“A minha carteira encolhe enquanto escrevo isto”. Foi assim que Bert Colijn, economista do banco ING, iniciou o seu relatório a analisar os dados da inflação de março na Zona Euro, divulgados esta sexta-feira. Os preços tiveram o maior aumento desde a criação do euro, ao escalarem 7,5% face ao mesmo mês do ano anterior. Esta aceleração foi motivada sobretudo pela subida em flecha dos preços da energia, já que a taxa nestes produtos escalou para uns quase impensáveis 44,7%. O valor da inflação está bastante acima da meta de 2% do Banco Central Europeu e coloca pressão em Christine Lagarde para antecipar o fim das compras de ativos e começar a subir juros.

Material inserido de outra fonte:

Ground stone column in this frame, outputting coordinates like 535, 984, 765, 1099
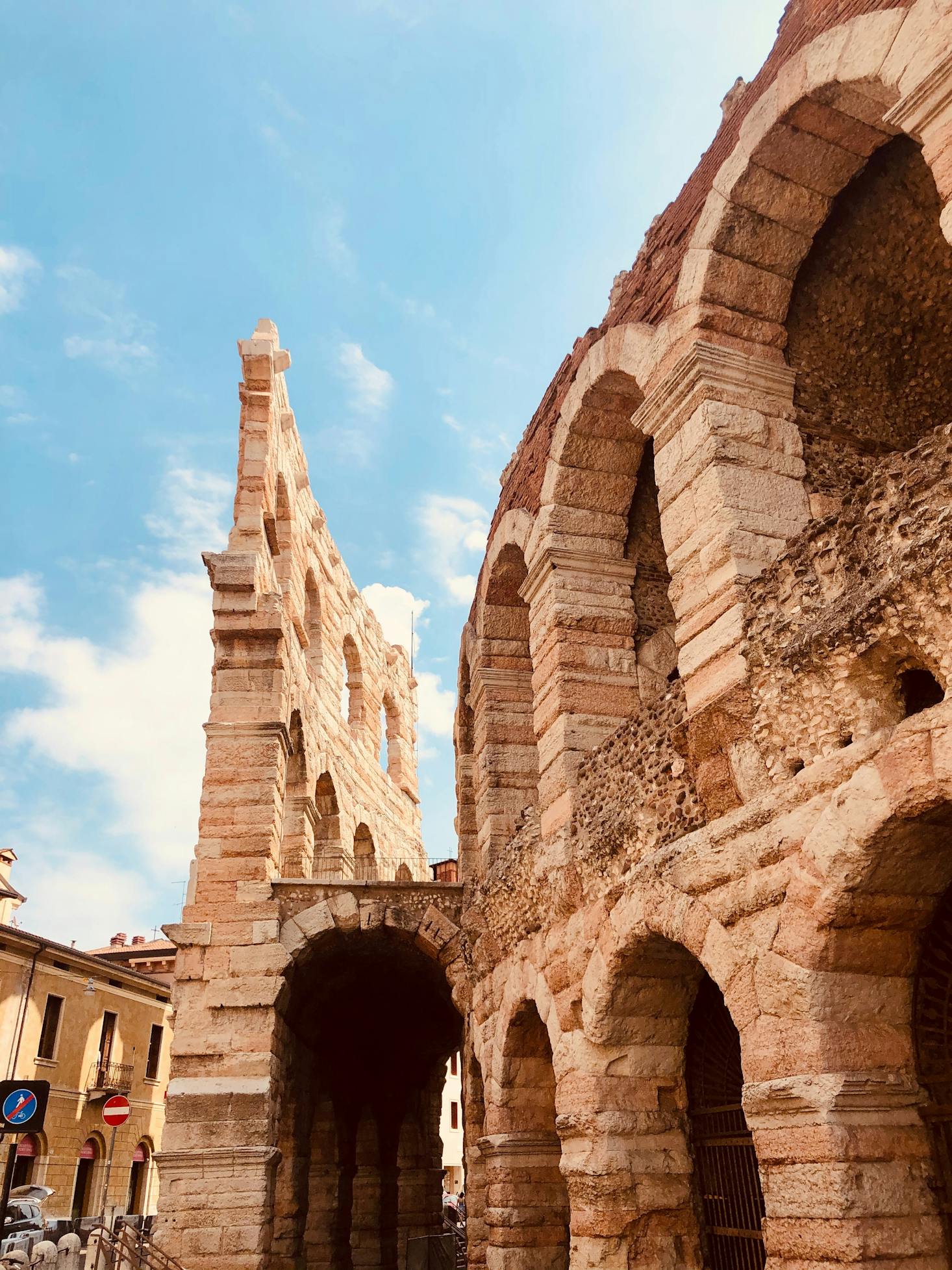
471, 665, 538, 866
644, 340, 810, 814
479, 1132, 569, 1270
520, 545, 638, 834
350, 1108, 381, 1270
744, 1069, 946, 1270
884, 52, 952, 242
281, 794, 318, 878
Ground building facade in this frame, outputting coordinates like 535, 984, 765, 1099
0, 924, 171, 1222
161, 0, 952, 1270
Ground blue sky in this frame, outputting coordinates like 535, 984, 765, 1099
0, 0, 782, 946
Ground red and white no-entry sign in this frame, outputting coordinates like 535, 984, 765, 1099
103, 1093, 132, 1125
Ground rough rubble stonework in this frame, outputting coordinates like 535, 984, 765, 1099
160, 0, 952, 1270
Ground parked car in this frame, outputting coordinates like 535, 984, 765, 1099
0, 1186, 53, 1256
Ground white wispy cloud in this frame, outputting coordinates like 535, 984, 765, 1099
258, 80, 303, 123
338, 343, 395, 415
0, 467, 230, 946
0, 574, 212, 871
315, 203, 357, 278
145, 466, 234, 564
56, 264, 155, 375
416, 670, 456, 737
0, 244, 42, 314
416, 494, 489, 605
360, 581, 431, 654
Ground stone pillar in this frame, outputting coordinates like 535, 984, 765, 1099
520, 545, 638, 834
281, 794, 318, 878
479, 1132, 569, 1270
884, 53, 952, 242
350, 1108, 381, 1270
642, 340, 810, 814
472, 665, 538, 867
305, 1096, 340, 1270
744, 1069, 946, 1270
456, 752, 479, 882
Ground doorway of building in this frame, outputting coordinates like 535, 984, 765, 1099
71, 1138, 99, 1222
10, 1133, 40, 1189
126, 1142, 149, 1214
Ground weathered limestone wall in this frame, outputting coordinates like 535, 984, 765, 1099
155, 0, 952, 1270
457, 7, 952, 1270
158, 322, 458, 1270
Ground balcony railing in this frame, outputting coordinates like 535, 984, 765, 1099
86, 1063, 132, 1093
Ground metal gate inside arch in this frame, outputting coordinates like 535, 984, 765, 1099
686, 976, 767, 1270
914, 890, 952, 1245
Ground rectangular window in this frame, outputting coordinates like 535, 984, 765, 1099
99, 1010, 116, 1067
37, 993, 62, 1058
146, 1024, 162, 1081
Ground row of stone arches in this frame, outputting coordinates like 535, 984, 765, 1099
281, 713, 403, 882
457, 94, 952, 865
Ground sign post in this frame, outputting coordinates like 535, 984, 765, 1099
0, 1081, 49, 1238
103, 1093, 132, 1226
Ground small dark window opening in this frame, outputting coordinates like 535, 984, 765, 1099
146, 1024, 162, 1081
37, 993, 62, 1058
899, 665, 946, 719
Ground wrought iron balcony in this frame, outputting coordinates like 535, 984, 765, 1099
86, 1063, 132, 1093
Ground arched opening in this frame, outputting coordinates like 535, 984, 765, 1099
10, 1133, 45, 1190
453, 650, 476, 879
70, 1134, 103, 1222
899, 665, 946, 719
582, 928, 763, 1270
274, 930, 461, 1270
787, 136, 952, 514
305, 569, 323, 676
354, 820, 377, 882
625, 439, 678, 702
126, 1139, 153, 1215
912, 890, 952, 1249
475, 544, 538, 859
340, 635, 364, 729
484, 1001, 569, 1270
274, 472, 294, 555
314, 772, 349, 882
686, 975, 767, 1270
281, 710, 315, 878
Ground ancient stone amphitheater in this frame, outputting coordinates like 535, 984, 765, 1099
160, 0, 952, 1270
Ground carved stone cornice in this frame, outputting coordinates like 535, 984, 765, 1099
476, 1133, 562, 1160
470, 665, 531, 710
744, 1071, 925, 1128
288, 794, 320, 828
519, 548, 636, 605
631, 339, 795, 451
154, 1147, 281, 1185
883, 52, 952, 141
205, 719, 292, 757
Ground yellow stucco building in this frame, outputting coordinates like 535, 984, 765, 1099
0, 883, 171, 1221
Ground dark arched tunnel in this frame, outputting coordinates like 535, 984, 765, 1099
273, 927, 462, 1270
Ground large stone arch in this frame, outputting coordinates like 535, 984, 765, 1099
273, 889, 463, 1270
674, 0, 952, 330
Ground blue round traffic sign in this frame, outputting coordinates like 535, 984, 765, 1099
3, 1089, 37, 1124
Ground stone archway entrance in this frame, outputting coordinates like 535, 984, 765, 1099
273, 909, 462, 1270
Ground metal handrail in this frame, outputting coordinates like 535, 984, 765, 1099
86, 1063, 133, 1092
86, 1225, 185, 1270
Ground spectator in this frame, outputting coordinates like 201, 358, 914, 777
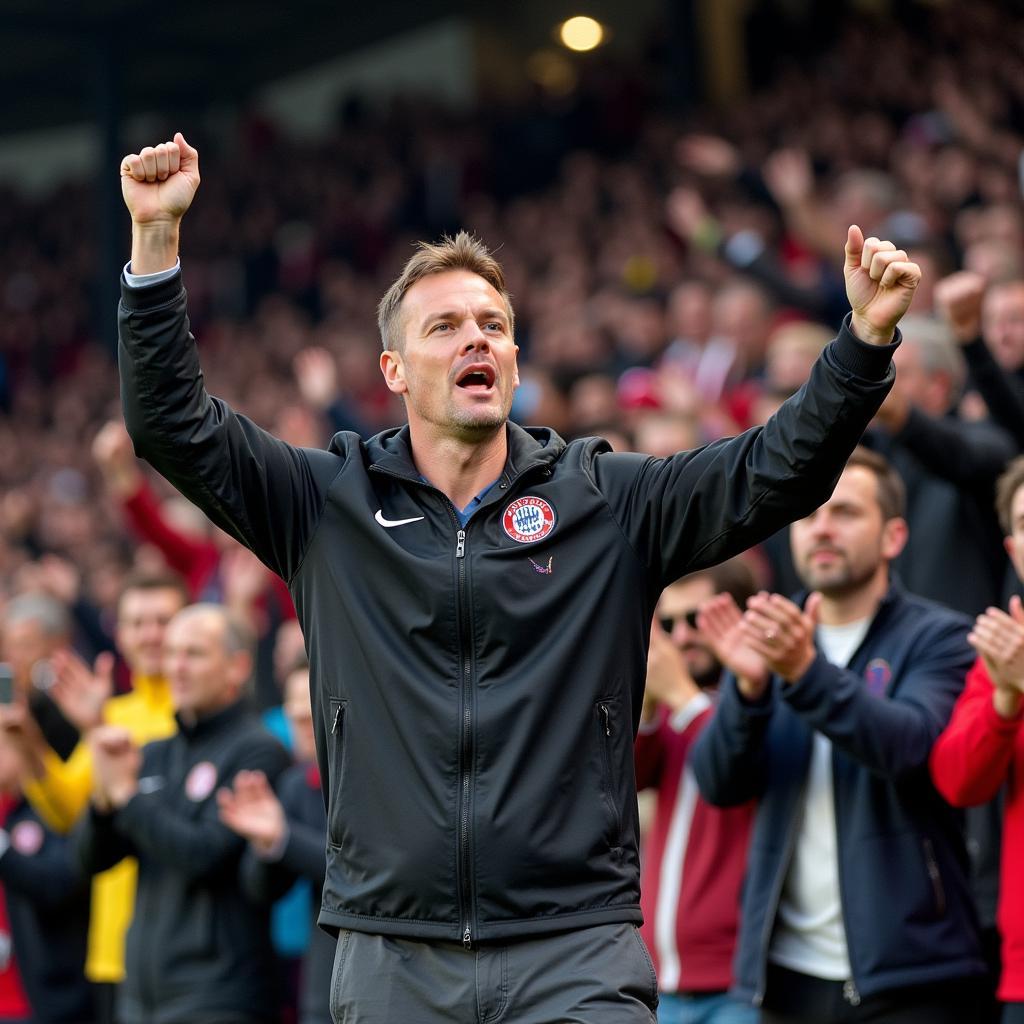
691, 450, 985, 1024
2, 594, 78, 758
931, 458, 1024, 1024
74, 604, 288, 1024
9, 572, 187, 1021
868, 316, 1014, 615
0, 729, 93, 1024
218, 659, 335, 1024
635, 558, 757, 1024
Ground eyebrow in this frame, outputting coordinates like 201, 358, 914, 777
420, 306, 509, 331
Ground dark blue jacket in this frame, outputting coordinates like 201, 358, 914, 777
690, 586, 985, 1002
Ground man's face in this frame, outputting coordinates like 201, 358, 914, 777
285, 669, 316, 764
381, 270, 519, 441
0, 618, 57, 693
982, 281, 1024, 372
117, 587, 183, 676
656, 575, 722, 686
1002, 486, 1024, 580
790, 466, 905, 598
164, 609, 245, 718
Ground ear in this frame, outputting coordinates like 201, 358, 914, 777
882, 517, 910, 562
381, 348, 409, 394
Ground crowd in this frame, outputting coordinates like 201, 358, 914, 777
0, 4, 1024, 1024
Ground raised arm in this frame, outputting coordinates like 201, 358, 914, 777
118, 132, 343, 580
593, 226, 921, 591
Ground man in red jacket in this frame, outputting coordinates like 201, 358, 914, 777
931, 457, 1024, 1024
635, 558, 758, 1024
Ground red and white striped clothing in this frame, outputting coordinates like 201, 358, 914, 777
635, 693, 755, 992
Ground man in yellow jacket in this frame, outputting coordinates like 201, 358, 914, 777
14, 573, 188, 1019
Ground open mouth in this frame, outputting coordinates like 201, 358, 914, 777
455, 365, 495, 391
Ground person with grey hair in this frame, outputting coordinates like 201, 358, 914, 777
73, 604, 290, 1024
867, 316, 1015, 615
0, 593, 79, 758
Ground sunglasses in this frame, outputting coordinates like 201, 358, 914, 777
657, 608, 697, 633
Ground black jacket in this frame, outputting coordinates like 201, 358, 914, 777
242, 765, 335, 1024
120, 278, 892, 942
690, 586, 985, 1002
74, 701, 289, 1024
0, 801, 93, 1024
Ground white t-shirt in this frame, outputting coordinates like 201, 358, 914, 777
768, 618, 871, 981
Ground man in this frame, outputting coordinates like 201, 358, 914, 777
120, 134, 919, 1024
691, 449, 984, 1024
217, 658, 334, 1024
868, 314, 1015, 617
6, 572, 187, 1021
75, 604, 288, 1024
635, 558, 757, 1024
931, 458, 1024, 1024
0, 733, 94, 1024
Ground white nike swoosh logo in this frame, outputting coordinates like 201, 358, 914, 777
374, 509, 423, 529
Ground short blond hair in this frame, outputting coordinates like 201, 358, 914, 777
377, 231, 515, 351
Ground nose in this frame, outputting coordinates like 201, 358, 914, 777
462, 319, 488, 352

O problema é que mesmo que o BCE acelere na normalização da política monetária, muito dificilmente conseguirá levar a um abrandamento dos preços da energia. O gás natural e o petróleo, que já negociavam com preços historicamente elevados antes da guerra na Ucrânia, dispararam rápido e para valores recorde desde a invasão ordenada por Putin. E neste choque externo que escapa ao controlo do BCE, um aumento de juros poderia ter muito pouco efeito para travar a escalada dos preços dos bens energéticos.
Apesar do número alto do índice harmonizado de preços no consumidor, a inflação core – que exclui a energia e alimentos não processados que têm preços mais voláteis – situou-se em valores menos alarmantes. Foi de 3% em março, segundo os dados revelados pelo Eurostat. Ainda assim, está também acima da meta do BCE. Nunca a diferença entre a principal taxa de inflação e a inflação core tinha sido tão alta, o que mostra bem a dimensão que o choque energético tem tido nos preços.
Situação difícil para o BCE
Bert Colijn considera que o BCE está “numa situação difícil”. Numa nota a que a EXAME teve acesso, o economista explica que “muito dificilmente a atual inflação poderá ser influenciada pelo BCE, já que se trata de um choque de oferta causado externamente”. E isso afeta a capacidade da instituição liderada por Christine Lagarde definir os próximos passos de política.
“Por um lado, a procura está já a abrandar de forma significativa através da compressão maciça dos salários reais, disrupções na produção, queda na confiança dos consumidores e condições financeiras mais apertadas devido às taxas de juro mais altas das obrigações”, afirma Bert Colijn. Por outro, acrescenta, “não fazer nada enquanto aumentam os riscos das expectativas de inflação ficarem desancoradas pode ser doloroso no médio prazo”.
Face a essa incerteza, na reunião do passado dia 10 de março, o BCE decidiu que a melhor estratégia seria manter a flexibilidade e ficar dependente de mais dados para definir um caminho. Christine Lagarde explicou que ritmo do programa de compra de ativos (APP) iria baixar e poderia terminar as aquisições líquidas já no final de junho, mais cedo que o anteriormente previsto. “Algum tempo depois” do fim desse programa, os juros começarão a subir. No entanto, esse calendário dependerá dos dados e refletirá a evolução da avaliação das perspetivas económicas, referiu o BCE.
Bert Colijn estima que os juros – que estão em mínimos históricos – possam ter a primeira subida no final do ano ou no primeiro trimestre de 2023. Mas face a toda a incerteza, essa perspetiva não é consensual. Jack Allen-Reynolds, economista da Capital Economics, observa que a inflação está a subir ainda mais do que o estimado pelo BCE. E considera que “é muito provável que permaneça bastante alta no resto do ano e, assim, pensamos que não demorará muito até o banco central começar a subir as taxas de juro”. Num relatório a que a EXAME teve acesso, a Capital Economics, prevê três aumentos de 25 pontos base até final do ano.
Nos mercados financeiros, os investidores estão também a apostar em subidas rápidas das taxas definidas pelo BCE. Ainda antes dos dados da inflação de março serem conhecidos, Piet P.H. Christiansen, responsável de estratégia do Danske Bank, notava que os traders estavam a apostar em quatro subidas de 25 pontos base (0,25 pontos percentuais) no prazo de um ano. E concluía. “Se isso se materializar, não vai ser bonito”.